If you have 73 seconds to spare, please watch the following video, made by my friend Jen Marlowe, who has done holy work in bringing Mr. Davis’s case to the public eye for years (if you have a bit more time, you can watch the series of four videos in which the shorter clip’s themes are fleshed out and more details provided). Please, please: Sign the Amnesty petition — Amnesty has wisely taken no stand on Mr. Davis’s guilt or innocence, maintaining only that in a case this riddled with doubt, no one should be put to death.

There is one chance remaining for Mr. Davis: The Georgia State Board of Pardons and Paroles. The Parole Board can consider information that the court system cannot, and exercise clemency. In the words of Prof.

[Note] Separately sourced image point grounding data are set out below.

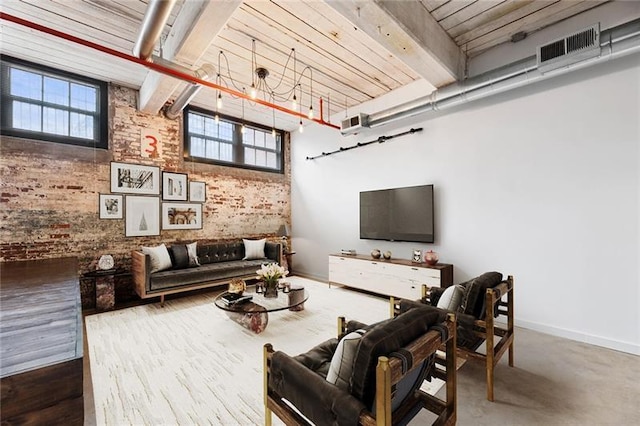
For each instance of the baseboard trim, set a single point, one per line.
(617, 345)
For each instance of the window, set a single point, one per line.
(223, 142)
(47, 104)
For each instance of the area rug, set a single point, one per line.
(187, 363)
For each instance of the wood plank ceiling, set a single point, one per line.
(351, 63)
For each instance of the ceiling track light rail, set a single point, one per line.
(381, 139)
(164, 68)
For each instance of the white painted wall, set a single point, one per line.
(541, 183)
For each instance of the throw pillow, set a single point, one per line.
(192, 250)
(254, 249)
(160, 259)
(342, 361)
(452, 298)
(179, 256)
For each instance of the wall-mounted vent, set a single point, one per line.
(574, 48)
(351, 125)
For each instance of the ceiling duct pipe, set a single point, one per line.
(155, 18)
(204, 73)
(615, 42)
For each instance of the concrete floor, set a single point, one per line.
(555, 381)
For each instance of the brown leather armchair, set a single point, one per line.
(391, 359)
(482, 303)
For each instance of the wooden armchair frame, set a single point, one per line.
(388, 374)
(499, 339)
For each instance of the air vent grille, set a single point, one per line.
(352, 125)
(574, 48)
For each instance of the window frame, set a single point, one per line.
(101, 115)
(238, 144)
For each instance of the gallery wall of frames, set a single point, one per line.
(151, 200)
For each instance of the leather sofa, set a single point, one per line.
(220, 262)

Anne Emanuel, a death penalty expert at Georgia State University:

Because I find this conviction and this sentence so troubling, what I would like to see the Parole Board do is not only exercise the power of clemency to set aside the death penalty — I think that is an absolute moral and legal necessity in this case, if for no other reason than it is so terribly unfair to the jurors themselves who allowed this death penalty to proceed when the evidence on which they relied has now been disproved and some of it withdrawn by the state itself…. A verdict that is not ironclad is not good enough to support the death penalty.

Please do these two small things — watch the following video, and click here to sign the petition — and then do one more thing: Tell someone else.

Simply put, there is nothing on earth that justifies putting Troy Davis to death. Please do what you can to save his life.

Crossposted at Angry Black Lady Chronicles.


  1. caoil

     /  August 29, 2011

    Dutifully signed, E!

  2. So I have to tell you that I signed the petition. A man’s life is at stake.

  3. taylor16

     /  August 29, 2011

    Done, Emily. I’ve read a lot about his case before and have signed earlier petitions. I have to admit, I’m worried that the state may not be willing to listen this time. It’s heartbreaking. 😦

    • Thank you! I have to say, the injustice is so blatant, so gross, so obvious to the naked eye, that something in me just can’t believe that they’ll actually kill him… I just, like, what’s next Georgia? You knock on the door of the local math teacher and kill him? What about the lady at the supermarket? Maybe her? I’m going to keep pushing this with the assumption that I’m wrong, but there is something very solid in my brain around which my thinking can’t move. It just… How could we even be at this point? How is that even possible?

    for Troy Davis

    Innocent eyes
    The clearest of skies,
    Though clouded by contempt,
    Incite us to see
    The blind tyranny
    Of terror in suspense—
    The scales of justice weighted
    By the jaded sway of lies,
    A life held in the balance
    And a cradled compromise;
    Yet hope kneels at her altar
    ‘Til the day he is set free,
    And empathetic hearts cry out,
    “I am Troy, and Troy is me!”

    Roxanne Ivey
    Poets for Positive Change

  5. Tom Glick

     /  September 10, 2011

    The greater the outcry against this state-sanctioned murder, the more likely this man will die. Liberal, thoughtful people must learn that their opponents are not rational, not humane, and not intelligent. They will execute this man and many others out of spite, out of the age-old mob love of spilling blood and violent spectacle. Pointing out errors in the judicial process will only serve to irritate death-penalty supporters. If they were capable of rational, humane thinking they would never support the death penalty in the first place, they would be with us.